Birrong, a suburb of local government area City of Canterbury-Bankstown, is located 22 kilometres south-west of the Sydney central business district, in the state of New South Wales, Australia, and is a part of the South-western Sydney region.

Birrong shares its postcode of 2143 with neighboring suburbs Regents Park and Potts Hill.

Landmarks
Birrong features a large number of community facilities such as six soccer/rugby league fields, tennis courts, a large natural park reserve, a bowls club, and a swimming pool. Birrong also has two high schools, Birrong Boys High School and Birrong Girls High School, and a primary school. A small group of shops is located on Auburn Road, featuring a barber, bakery, newsagent, IGA (including bottle shop and butcher), hair salon and florist.

History
The Aboriginal word Birrong, meaning star, was adopted as the suburb's name around 1927.

One of the first settlers of Birrong was Joseph Hyde Potts who was granted land in the area in 1835 and has Potts Hill named after him.  Development in the area of Birrong increased with the opening of the railway in 1928. Birrong Park, an area that was subject to flooding, was drained as relief work during the Great Depression (1929–1934). The post office opened in 1955.

Demographics
In the 2016 census the population of Birrong was 3,103.

The median age of the Birrong population was 35 years, less than the national median of 38.

51.2% of people were born in Australia. The most common countries of birth were Vietnam 16.9%, China 4.4% and Lebanon 4.0%.

32.6% of people only spoke English at home. Other languages spoken at home included Vietnamese 22.1%, Arabic 15.3%, Cantonese 5.1% and Mandarin 5.1%.
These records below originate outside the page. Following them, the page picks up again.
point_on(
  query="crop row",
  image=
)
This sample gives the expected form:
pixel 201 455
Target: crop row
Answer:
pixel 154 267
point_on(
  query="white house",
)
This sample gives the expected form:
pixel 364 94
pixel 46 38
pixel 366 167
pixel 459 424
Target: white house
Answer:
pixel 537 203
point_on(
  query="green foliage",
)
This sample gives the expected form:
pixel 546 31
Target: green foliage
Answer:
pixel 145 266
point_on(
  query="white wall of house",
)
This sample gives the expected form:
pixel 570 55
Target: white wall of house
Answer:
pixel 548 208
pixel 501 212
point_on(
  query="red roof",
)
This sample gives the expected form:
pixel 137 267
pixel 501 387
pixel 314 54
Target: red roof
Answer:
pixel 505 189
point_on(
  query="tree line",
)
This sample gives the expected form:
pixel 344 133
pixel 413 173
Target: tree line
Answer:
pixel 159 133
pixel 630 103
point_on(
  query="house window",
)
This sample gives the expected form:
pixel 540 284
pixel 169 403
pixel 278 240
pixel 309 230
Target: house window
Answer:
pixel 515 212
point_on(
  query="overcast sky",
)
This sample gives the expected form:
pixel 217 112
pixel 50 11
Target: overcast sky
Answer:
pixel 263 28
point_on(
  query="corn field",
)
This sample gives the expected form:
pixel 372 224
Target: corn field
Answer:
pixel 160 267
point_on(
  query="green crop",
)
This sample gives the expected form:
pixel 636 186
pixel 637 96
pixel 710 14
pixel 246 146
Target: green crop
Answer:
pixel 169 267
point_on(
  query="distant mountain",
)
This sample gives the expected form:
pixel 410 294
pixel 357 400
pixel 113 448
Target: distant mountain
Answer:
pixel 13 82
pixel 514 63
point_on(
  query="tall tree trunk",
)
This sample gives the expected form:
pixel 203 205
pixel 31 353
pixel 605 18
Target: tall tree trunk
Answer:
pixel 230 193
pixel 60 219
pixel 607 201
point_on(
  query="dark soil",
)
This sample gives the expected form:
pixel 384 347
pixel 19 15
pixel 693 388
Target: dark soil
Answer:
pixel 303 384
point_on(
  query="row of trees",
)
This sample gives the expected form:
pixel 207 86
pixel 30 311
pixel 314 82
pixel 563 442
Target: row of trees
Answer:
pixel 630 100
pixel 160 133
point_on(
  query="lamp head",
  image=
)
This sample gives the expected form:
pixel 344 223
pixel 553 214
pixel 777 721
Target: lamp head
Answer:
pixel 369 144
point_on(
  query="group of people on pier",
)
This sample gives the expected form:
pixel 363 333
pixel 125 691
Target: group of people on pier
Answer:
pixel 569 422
The religious make up of Birrong was Catholic 20.8%, Islam 18.1%, Buddhism 16.4% and No Religion 15.7%.

Education
Birrong Girls High School is a public girls high school that was established as a girls' comprehensive high school in 1957. There are 820 students (2006 estimate) from a wide variety of cultural backgrounds enrolled in the school. 84% of students are from non-English speaking background (NESB) which represents 46 language groups.

Transport 
Birrong is served by a railway station on the Bankstown Line of the Sydney Trains network. Birrong is also serviced by a bus network run by Transdev NSW.